The POMS - Program Operations Manual System - are Social Security’s regulations by which the agency operates its many programs. Before they were called the Program Operations Manual System (POMS),SSA's internal operating instructions were called the Claims Manual. The first version of the Claims manual appeared in
January 1937

These are the POMS on PASS.  The PASS provision ispart of the original legislation that created the SSI program,which was signed into law by President Nixon in 1972.

Statutes are usually broad and brief.  The regulations are then written by the programs and entities affected by the statute, and it is the regulations that spell out exactly how the program will implement the statute.  Regulations are lengthy and detailed, and the devil is in the details.

There have been at least 4 versions of the POMS on PASS, all technically consistent with the statute. The original regulations, in force for 20+ years, set limits on the length of a PASS.  These limits were challenged in court (Heckler v. Panzerino), resulting in an act of Congress that eliminated the time limits in 1995. Since its inception, PASS’s were reviewed by local SSA offices. In early 1997, in a knee-jerk reaction to a negative GAO (General Accountability Office) report to Congress about PASS, new Draconian POMS were hastily (in 2 months) written, forbidding using instalment loans to purchase vehicles, and narrowly defining business start-up costs. All PASS’s went to a central group of PASS reviewers in Baltimore fr review. Advocates protested, resulting in a policy statement by then Asst. Commissioner Colvin rescinding these strict regulations, and review of PASS’s was established in the ten federal regions.  Due to the problems with the earlier versions of the POMS on PASS, SSA conducted a long, open process to write them, and published the current POMS in Sept. 2001.

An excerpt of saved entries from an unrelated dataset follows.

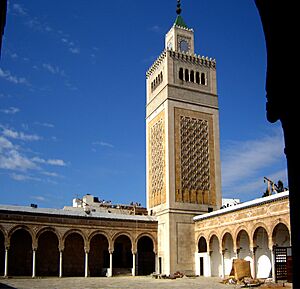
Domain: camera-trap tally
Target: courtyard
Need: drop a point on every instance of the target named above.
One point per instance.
(114, 282)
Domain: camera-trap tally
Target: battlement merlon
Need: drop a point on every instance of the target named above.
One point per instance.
(185, 57)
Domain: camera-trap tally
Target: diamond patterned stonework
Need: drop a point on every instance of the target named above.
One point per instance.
(193, 157)
(157, 161)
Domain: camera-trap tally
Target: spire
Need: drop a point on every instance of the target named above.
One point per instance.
(178, 10)
(179, 20)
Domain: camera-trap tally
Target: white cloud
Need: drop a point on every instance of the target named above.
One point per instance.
(56, 162)
(54, 69)
(20, 135)
(21, 177)
(10, 110)
(45, 124)
(51, 174)
(53, 162)
(242, 160)
(5, 74)
(5, 144)
(13, 160)
(39, 198)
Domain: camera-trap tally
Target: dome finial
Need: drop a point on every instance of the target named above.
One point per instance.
(178, 10)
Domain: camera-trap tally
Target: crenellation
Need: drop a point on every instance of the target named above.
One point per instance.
(194, 59)
(156, 64)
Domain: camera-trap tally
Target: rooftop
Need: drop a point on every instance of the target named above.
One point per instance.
(252, 203)
(74, 213)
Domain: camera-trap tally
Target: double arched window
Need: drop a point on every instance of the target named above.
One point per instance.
(192, 76)
(157, 81)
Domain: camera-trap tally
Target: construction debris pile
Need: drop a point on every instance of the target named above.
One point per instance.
(241, 274)
(171, 276)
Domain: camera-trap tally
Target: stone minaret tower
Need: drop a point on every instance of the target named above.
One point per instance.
(183, 153)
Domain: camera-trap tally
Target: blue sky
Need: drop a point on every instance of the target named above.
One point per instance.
(72, 97)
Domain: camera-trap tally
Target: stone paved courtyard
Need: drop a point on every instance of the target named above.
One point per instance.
(114, 282)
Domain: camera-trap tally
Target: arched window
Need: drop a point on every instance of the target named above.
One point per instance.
(198, 77)
(186, 75)
(192, 76)
(181, 73)
(202, 246)
(203, 78)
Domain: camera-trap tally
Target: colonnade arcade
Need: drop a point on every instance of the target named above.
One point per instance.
(250, 233)
(25, 252)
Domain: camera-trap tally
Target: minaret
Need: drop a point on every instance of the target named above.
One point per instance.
(182, 140)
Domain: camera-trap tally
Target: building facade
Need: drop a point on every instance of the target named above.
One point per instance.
(183, 228)
(183, 160)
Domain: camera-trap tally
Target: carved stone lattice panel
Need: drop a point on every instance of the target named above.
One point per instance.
(194, 156)
(156, 142)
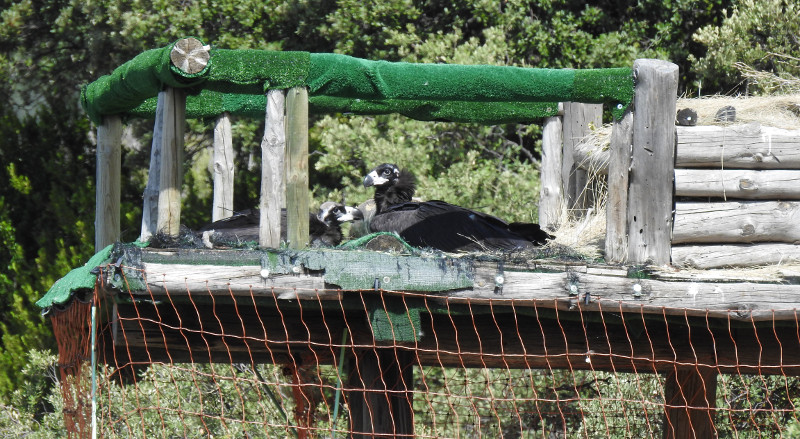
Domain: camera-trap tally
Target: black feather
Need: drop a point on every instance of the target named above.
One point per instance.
(243, 227)
(443, 226)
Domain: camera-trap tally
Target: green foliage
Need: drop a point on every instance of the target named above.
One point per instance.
(48, 49)
(756, 33)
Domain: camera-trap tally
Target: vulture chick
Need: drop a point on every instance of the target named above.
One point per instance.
(441, 225)
(324, 228)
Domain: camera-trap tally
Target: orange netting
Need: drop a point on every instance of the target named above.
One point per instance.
(308, 364)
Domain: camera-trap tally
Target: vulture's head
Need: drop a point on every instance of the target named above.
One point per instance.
(384, 175)
(331, 212)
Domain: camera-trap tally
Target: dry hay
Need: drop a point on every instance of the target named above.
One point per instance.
(782, 111)
(774, 111)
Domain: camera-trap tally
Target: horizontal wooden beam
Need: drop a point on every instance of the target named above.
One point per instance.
(735, 255)
(749, 146)
(738, 183)
(736, 222)
(540, 284)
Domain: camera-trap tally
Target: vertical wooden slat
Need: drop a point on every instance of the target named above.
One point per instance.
(551, 197)
(384, 408)
(273, 149)
(169, 198)
(109, 164)
(297, 198)
(223, 169)
(150, 196)
(617, 200)
(578, 121)
(690, 397)
(650, 194)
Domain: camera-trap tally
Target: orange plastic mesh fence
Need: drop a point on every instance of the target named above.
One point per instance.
(310, 364)
(71, 327)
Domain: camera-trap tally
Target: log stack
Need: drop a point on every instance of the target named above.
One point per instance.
(737, 192)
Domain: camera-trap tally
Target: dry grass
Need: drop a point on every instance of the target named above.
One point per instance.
(782, 111)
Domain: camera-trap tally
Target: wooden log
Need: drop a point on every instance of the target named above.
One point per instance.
(273, 150)
(690, 396)
(735, 255)
(182, 279)
(171, 175)
(738, 183)
(223, 169)
(737, 222)
(551, 196)
(652, 173)
(151, 190)
(748, 146)
(565, 289)
(297, 196)
(578, 121)
(592, 158)
(109, 164)
(616, 244)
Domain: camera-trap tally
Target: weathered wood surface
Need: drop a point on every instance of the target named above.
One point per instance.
(181, 279)
(555, 285)
(171, 174)
(738, 183)
(652, 172)
(151, 191)
(735, 255)
(592, 158)
(297, 197)
(737, 222)
(109, 164)
(223, 169)
(746, 146)
(578, 121)
(385, 405)
(616, 243)
(273, 151)
(690, 396)
(551, 195)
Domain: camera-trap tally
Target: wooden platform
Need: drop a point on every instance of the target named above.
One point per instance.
(232, 306)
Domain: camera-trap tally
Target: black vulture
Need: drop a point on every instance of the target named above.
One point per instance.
(324, 228)
(440, 225)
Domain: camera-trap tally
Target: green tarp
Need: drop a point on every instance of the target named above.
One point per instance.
(80, 278)
(235, 81)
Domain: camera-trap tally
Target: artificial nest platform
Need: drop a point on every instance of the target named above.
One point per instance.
(164, 299)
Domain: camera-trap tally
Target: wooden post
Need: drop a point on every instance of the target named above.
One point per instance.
(617, 198)
(297, 198)
(650, 195)
(384, 408)
(150, 196)
(690, 396)
(109, 164)
(273, 148)
(578, 121)
(171, 175)
(551, 197)
(223, 169)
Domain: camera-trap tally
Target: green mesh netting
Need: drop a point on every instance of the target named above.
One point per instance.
(80, 278)
(234, 81)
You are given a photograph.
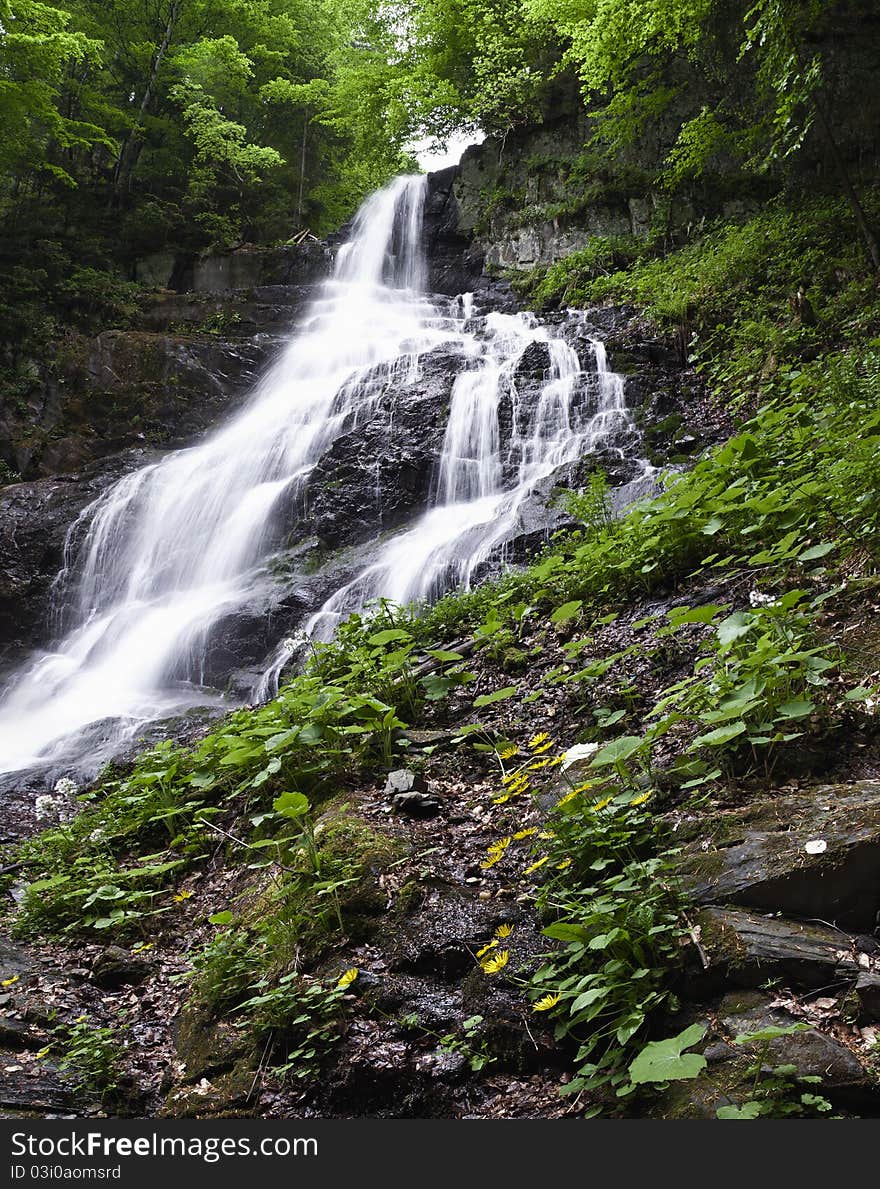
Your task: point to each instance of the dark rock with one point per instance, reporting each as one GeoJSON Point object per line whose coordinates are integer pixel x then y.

The POMS are not intended to inform beneficiaries.  They are directions to Social Security personnel telling them what to do in implementing the PASS provision.  Whether the POMS are cut in stone or “just guidelines” can depend on the employee interpreting them - and also on whether the POMS supports your side of an argument or theirs.  But usually, if you can back up what you want done with your PASS by referencing the POMS, you will prevail.  

It is useful to be familiar with the POMS.  Local offices are often poorly informed about PASS, and insist that their incorrect ionformation is correct, for example, stating that a PASS can’t be used to buy a car, or that an SSDI check can’t go into a PASS.  But they can’t argue if you show them the citation in the POMS that backs you up.  

It is the POMS, more than common sense or
human decency, that makes the argument with SSA.